Lack of sewers has put a hold on new subdivisions since 2007, pending completion of the ongoing SSMP Environmental Assessment.

The population of Ontario stands at 12.9 million, making up 38.4% of Canada's 33.5 million people. But the provincial growth rate of 5.7% is the lowest since the early 1980s. With today's parents having fewer children than previous generations, Canada relies on immigration for 67% of its population growth – considered essential to fuel the economy. By 2031, immigration is expected to account for 80% of population growth.

Ontario's immigration minister Charles Sousa has complained that the federal government has shifted some its funding for settlement of newcomers away from Ontario, to the booming economies of Alberta and Saskatchewan.

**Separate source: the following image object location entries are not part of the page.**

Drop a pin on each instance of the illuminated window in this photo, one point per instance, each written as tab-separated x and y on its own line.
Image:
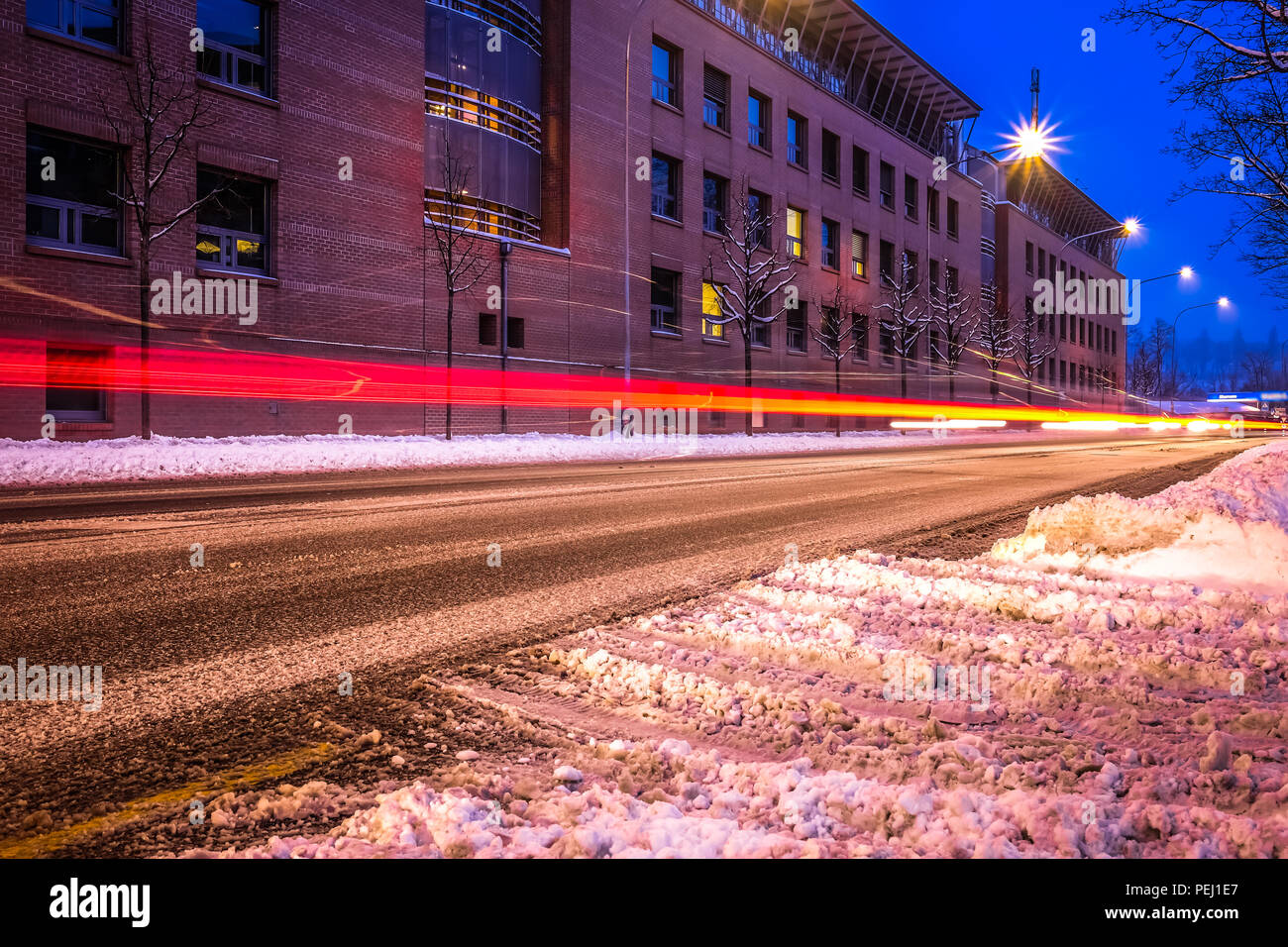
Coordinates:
711	307
859	254
831	239
89	21
798	140
666	71
73	389
236	43
69	193
715	98
665	302
232	226
795	234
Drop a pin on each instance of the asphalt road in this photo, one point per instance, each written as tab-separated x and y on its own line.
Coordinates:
385	579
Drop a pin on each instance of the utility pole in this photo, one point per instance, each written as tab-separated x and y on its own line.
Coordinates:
1035	88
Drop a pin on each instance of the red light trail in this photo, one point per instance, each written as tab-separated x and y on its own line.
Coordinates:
206	373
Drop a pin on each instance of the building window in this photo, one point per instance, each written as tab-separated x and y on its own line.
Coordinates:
760	330
887	343
715	201
798	141
473	107
910	270
758	120
68	394
711	309
831	158
97	22
797	322
862	161
760	209
859	331
666	187
887	262
859	253
715	98
887	185
831	244
795	234
69	187
236	43
665	304
514	334
666	73
232	227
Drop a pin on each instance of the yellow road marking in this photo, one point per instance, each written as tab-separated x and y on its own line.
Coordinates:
241	777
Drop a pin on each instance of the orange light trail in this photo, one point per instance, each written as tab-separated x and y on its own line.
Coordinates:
207	373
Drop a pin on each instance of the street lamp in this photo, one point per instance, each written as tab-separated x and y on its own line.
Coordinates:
1128	227
1184	272
1222	304
626	195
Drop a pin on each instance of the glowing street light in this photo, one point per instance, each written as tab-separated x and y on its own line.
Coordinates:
1223	303
1033	140
1128	227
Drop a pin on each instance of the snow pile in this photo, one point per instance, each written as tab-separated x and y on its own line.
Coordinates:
1016	705
51	463
1228	528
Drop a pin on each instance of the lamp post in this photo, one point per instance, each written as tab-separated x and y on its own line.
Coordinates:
1222	304
626	209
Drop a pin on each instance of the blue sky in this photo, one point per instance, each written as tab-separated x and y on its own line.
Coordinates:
1115	110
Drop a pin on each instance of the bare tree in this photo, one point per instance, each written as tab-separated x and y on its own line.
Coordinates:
163	108
996	334
906	315
833	342
1228	62
1257	369
758	274
957	318
1030	347
454	236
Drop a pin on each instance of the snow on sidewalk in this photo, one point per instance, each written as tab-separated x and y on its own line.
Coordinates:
1055	697
56	463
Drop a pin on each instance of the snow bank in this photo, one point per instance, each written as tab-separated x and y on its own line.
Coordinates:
1228	528
52	463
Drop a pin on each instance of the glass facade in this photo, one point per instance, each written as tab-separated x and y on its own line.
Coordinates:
483	93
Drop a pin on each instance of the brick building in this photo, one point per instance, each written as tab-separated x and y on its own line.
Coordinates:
325	131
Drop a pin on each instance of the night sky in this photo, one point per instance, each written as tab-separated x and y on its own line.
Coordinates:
1115	110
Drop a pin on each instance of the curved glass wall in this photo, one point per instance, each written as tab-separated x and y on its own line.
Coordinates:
483	97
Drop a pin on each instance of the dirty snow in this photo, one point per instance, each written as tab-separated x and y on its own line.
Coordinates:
1104	684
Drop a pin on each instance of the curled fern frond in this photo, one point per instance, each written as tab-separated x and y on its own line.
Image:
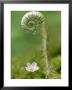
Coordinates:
31	20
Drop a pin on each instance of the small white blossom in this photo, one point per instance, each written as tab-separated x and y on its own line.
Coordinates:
32	67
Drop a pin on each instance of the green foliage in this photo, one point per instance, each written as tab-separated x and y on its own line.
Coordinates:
26	47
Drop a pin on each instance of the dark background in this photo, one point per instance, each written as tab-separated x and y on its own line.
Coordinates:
1	35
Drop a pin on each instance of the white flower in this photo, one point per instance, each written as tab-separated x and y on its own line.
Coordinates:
32	67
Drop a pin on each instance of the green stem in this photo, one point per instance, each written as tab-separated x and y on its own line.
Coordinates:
44	44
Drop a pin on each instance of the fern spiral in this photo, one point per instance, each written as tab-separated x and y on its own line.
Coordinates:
29	22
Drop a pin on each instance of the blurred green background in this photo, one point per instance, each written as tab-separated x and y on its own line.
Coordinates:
26	47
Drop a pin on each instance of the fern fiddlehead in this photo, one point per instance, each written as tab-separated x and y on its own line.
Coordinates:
29	22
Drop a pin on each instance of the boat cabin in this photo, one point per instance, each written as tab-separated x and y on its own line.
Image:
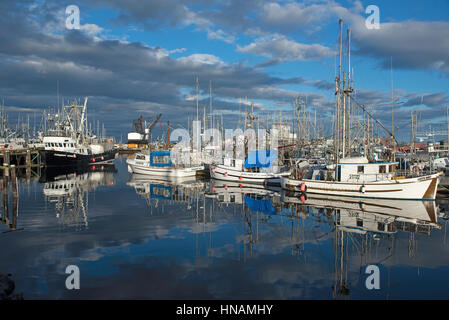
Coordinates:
361	170
62	144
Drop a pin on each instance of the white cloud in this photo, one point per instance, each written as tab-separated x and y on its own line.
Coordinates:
201	58
280	48
91	29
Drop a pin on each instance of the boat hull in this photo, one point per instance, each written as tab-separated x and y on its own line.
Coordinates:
166	172
225	173
52	158
420	188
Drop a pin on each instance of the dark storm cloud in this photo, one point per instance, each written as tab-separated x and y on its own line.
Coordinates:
37	53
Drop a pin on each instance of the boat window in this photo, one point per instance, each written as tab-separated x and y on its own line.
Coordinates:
381	226
161	159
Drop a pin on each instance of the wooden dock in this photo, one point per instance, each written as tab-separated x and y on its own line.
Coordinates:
26	162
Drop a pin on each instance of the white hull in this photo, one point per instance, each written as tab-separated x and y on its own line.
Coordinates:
166	172
423	212
226	173
420	188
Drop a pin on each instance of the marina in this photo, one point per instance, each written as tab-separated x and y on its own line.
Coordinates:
123	227
217	151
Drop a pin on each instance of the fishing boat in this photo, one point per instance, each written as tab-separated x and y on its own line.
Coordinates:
372	215
351	173
159	163
357	177
68	143
257	168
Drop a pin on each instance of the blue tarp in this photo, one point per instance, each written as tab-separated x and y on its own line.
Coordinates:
260	158
263	205
158	191
160	154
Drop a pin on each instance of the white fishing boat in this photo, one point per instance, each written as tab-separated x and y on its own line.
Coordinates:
373	215
252	170
357	177
159	163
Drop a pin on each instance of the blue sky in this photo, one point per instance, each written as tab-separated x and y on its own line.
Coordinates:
133	57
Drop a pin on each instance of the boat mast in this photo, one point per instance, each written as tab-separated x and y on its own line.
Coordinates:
392	112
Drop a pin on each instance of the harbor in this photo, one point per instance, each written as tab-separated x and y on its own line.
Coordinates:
220	153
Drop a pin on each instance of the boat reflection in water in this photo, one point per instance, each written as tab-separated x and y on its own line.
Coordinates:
240	193
160	190
362	231
360	225
68	188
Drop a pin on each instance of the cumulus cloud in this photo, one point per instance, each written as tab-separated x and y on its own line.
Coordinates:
279	48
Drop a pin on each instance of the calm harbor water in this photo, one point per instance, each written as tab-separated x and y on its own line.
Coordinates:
133	238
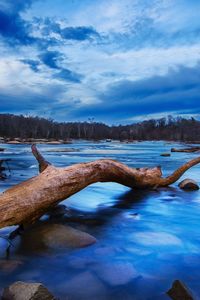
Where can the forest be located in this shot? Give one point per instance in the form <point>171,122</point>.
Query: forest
<point>29,127</point>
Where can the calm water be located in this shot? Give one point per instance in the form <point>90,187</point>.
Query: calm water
<point>145,239</point>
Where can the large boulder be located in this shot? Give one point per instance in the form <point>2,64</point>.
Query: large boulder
<point>188,184</point>
<point>26,291</point>
<point>179,291</point>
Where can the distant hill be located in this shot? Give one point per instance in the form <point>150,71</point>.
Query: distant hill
<point>23,127</point>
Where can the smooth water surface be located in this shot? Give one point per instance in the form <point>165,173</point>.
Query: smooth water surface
<point>145,239</point>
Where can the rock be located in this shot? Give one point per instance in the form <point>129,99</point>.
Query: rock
<point>13,142</point>
<point>115,274</point>
<point>54,143</point>
<point>26,291</point>
<point>58,211</point>
<point>148,238</point>
<point>179,291</point>
<point>9,266</point>
<point>83,286</point>
<point>63,150</point>
<point>188,184</point>
<point>165,154</point>
<point>186,150</point>
<point>55,237</point>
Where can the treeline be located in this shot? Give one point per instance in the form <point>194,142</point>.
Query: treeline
<point>24,127</point>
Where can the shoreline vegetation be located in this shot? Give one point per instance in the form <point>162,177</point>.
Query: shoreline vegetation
<point>17,129</point>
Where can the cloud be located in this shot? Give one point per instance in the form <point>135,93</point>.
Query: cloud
<point>51,59</point>
<point>33,64</point>
<point>68,75</point>
<point>178,91</point>
<point>12,27</point>
<point>78,33</point>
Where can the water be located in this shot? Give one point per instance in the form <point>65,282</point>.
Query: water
<point>145,239</point>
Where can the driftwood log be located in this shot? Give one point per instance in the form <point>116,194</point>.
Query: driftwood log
<point>29,200</point>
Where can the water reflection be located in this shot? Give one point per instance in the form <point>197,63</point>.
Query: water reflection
<point>145,239</point>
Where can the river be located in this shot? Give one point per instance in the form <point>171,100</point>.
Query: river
<point>145,239</point>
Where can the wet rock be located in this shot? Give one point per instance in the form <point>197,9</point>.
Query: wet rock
<point>58,211</point>
<point>179,291</point>
<point>188,184</point>
<point>63,150</point>
<point>84,286</point>
<point>26,291</point>
<point>55,237</point>
<point>9,266</point>
<point>165,154</point>
<point>116,273</point>
<point>149,238</point>
<point>186,150</point>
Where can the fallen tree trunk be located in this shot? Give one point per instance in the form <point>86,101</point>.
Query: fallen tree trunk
<point>29,200</point>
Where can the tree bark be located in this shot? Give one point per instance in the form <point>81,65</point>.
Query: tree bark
<point>29,200</point>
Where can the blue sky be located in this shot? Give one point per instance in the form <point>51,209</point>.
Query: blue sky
<point>117,61</point>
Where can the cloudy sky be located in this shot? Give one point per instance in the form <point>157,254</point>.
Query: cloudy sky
<point>117,61</point>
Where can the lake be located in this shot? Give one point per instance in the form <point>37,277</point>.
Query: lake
<point>145,239</point>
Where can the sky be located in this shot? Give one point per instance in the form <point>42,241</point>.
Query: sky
<point>112,60</point>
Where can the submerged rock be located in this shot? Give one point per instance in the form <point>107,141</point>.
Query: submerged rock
<point>9,266</point>
<point>26,291</point>
<point>115,274</point>
<point>84,286</point>
<point>179,291</point>
<point>55,237</point>
<point>165,154</point>
<point>188,184</point>
<point>58,211</point>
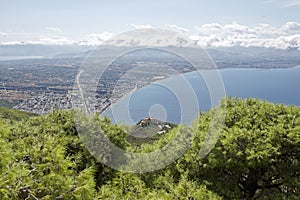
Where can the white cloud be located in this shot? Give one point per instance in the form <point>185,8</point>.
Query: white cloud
<point>293,3</point>
<point>141,26</point>
<point>96,38</point>
<point>181,29</point>
<point>3,34</point>
<point>208,35</point>
<point>54,29</point>
<point>261,35</point>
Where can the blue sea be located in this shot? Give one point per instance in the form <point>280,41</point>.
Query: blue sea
<point>179,99</point>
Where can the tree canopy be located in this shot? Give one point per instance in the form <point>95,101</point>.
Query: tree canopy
<point>256,157</point>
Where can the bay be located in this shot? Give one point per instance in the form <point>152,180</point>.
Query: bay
<point>158,100</point>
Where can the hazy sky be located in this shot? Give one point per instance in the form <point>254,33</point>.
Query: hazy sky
<point>31,20</point>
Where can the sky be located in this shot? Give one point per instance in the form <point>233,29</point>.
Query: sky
<point>269,23</point>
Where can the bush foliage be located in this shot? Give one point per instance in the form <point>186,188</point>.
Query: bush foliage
<point>256,157</point>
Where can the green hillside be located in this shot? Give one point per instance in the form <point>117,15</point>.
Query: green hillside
<point>256,157</point>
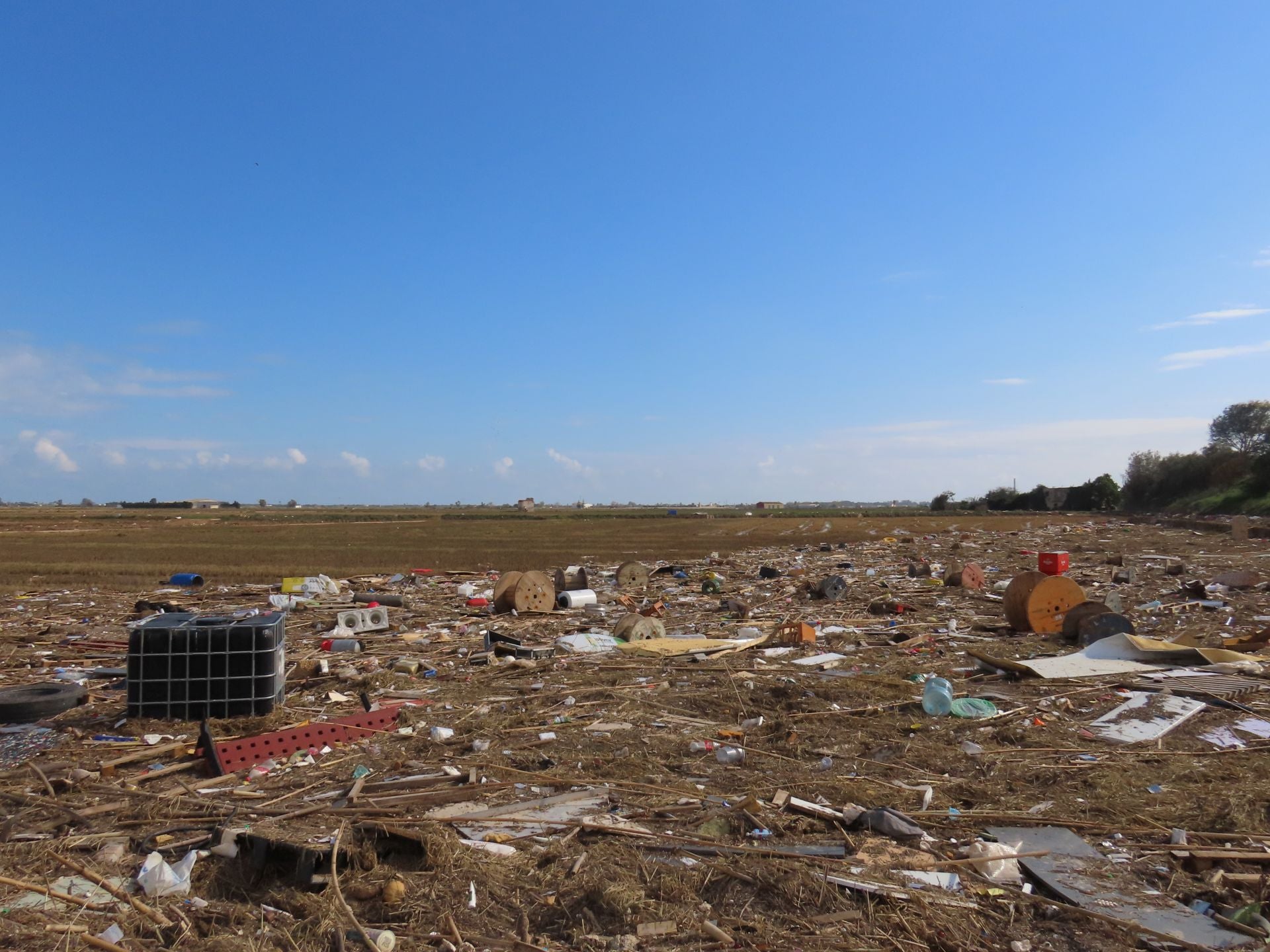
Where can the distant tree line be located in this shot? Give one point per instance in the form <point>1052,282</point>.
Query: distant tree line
<point>1235,462</point>
<point>1100,494</point>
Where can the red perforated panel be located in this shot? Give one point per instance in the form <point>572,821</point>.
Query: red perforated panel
<point>247,752</point>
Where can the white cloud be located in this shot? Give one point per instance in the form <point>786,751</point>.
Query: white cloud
<point>212,460</point>
<point>291,461</point>
<point>54,455</point>
<point>1206,317</point>
<point>360,463</point>
<point>160,444</point>
<point>571,463</point>
<point>1187,360</point>
<point>432,463</point>
<point>34,380</point>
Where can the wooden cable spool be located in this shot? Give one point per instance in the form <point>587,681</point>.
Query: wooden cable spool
<point>1072,619</point>
<point>534,592</point>
<point>1038,602</point>
<point>639,627</point>
<point>632,575</point>
<point>503,589</point>
<point>572,579</point>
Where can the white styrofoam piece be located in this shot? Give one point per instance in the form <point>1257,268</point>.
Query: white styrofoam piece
<point>1144,716</point>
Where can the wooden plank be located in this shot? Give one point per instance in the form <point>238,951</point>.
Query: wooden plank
<point>145,754</point>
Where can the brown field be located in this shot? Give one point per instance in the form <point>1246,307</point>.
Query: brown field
<point>74,547</point>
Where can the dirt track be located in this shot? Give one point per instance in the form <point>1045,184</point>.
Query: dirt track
<point>656,832</point>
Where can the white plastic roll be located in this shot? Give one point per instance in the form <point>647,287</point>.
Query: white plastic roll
<point>575,600</point>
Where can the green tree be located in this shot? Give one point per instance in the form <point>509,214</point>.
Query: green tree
<point>1141,477</point>
<point>1104,493</point>
<point>1245,428</point>
<point>1001,498</point>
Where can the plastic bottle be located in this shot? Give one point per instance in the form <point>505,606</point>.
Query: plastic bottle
<point>342,645</point>
<point>937,697</point>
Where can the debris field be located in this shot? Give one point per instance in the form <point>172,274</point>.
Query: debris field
<point>867,746</point>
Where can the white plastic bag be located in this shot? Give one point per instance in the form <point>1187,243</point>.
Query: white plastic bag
<point>986,863</point>
<point>159,879</point>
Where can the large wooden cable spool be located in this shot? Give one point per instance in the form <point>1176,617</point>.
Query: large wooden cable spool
<point>572,579</point>
<point>632,575</point>
<point>534,592</point>
<point>1038,602</point>
<point>503,589</point>
<point>639,627</point>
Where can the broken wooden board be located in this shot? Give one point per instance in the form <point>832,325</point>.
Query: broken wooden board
<point>1198,684</point>
<point>1082,876</point>
<point>542,816</point>
<point>1119,654</point>
<point>1144,716</point>
<point>673,648</point>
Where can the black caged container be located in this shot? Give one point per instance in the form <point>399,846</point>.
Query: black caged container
<point>190,666</point>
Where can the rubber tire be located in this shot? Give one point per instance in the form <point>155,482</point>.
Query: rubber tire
<point>33,702</point>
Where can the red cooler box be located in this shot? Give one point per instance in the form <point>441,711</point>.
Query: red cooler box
<point>1053,563</point>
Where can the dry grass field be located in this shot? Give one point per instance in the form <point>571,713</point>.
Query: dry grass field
<point>74,547</point>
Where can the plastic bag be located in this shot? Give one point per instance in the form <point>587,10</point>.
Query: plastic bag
<point>158,879</point>
<point>995,870</point>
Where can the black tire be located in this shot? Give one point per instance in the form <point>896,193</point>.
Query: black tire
<point>33,702</point>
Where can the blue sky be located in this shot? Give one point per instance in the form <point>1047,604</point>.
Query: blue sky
<point>656,252</point>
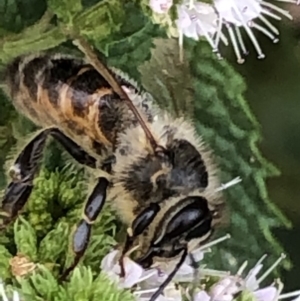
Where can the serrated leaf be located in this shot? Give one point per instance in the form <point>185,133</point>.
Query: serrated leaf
<point>65,9</point>
<point>225,121</point>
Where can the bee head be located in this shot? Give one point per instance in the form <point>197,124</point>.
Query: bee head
<point>168,197</point>
<point>183,224</point>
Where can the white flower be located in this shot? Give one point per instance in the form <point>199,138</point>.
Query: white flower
<point>243,13</point>
<point>3,295</point>
<point>160,6</point>
<point>198,20</point>
<point>201,296</point>
<point>133,272</point>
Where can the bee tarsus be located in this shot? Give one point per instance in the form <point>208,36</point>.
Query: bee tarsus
<point>82,233</point>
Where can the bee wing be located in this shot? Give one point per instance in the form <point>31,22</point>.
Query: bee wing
<point>168,79</point>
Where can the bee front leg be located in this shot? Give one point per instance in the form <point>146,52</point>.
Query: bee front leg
<point>23,172</point>
<point>92,209</point>
<point>26,167</point>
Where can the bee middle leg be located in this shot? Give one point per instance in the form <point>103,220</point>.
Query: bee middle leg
<point>92,209</point>
<point>27,166</point>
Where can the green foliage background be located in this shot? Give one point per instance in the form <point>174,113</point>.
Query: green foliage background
<point>205,89</point>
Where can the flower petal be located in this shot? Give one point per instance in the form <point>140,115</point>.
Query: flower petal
<point>266,294</point>
<point>201,296</point>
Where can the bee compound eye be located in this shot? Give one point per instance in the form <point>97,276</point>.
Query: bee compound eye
<point>144,219</point>
<point>187,218</point>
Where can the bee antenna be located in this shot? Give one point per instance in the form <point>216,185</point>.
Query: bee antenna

Erin receives very few immigrants. As well, the ratio of Canadians living in rural areas has declined steadily from 86% in 1851 to 17% in 2011.

The 2011 census shows population increases since 2006 in the neighbouring municipalities of Caledon (+4.2%), East Garafraxa (+8.6%), Guelph Eramosa (+2.6%), Centre Wellington (+2.5%), and Halton Hills (+6.7%). Brampton was up by 20.8% to 523,911, while Milton had the fast growth in Canada, rising 56.5% to 84,362.

Population figures published by Statistics Canada do not include people missed in the census count, but the agency later provides an estimate of the rate of "undercount". For Wellington in 2001, that rate was 4.75%, so when provincial planners put population estimates in the Places to Grow charts, to be used by the county, they bumped up the census figures by 4.75%.

So while the census says Erin had 11,148 people in 2006, the planning estimate is 11,680. For 2011, planners had estimated 11,930, but that turned out to be too high. The census reported 10,770, but an extra 4.75% only brings that up to 11,281. Instead of the small increase that was predicted, Erin had a small decline.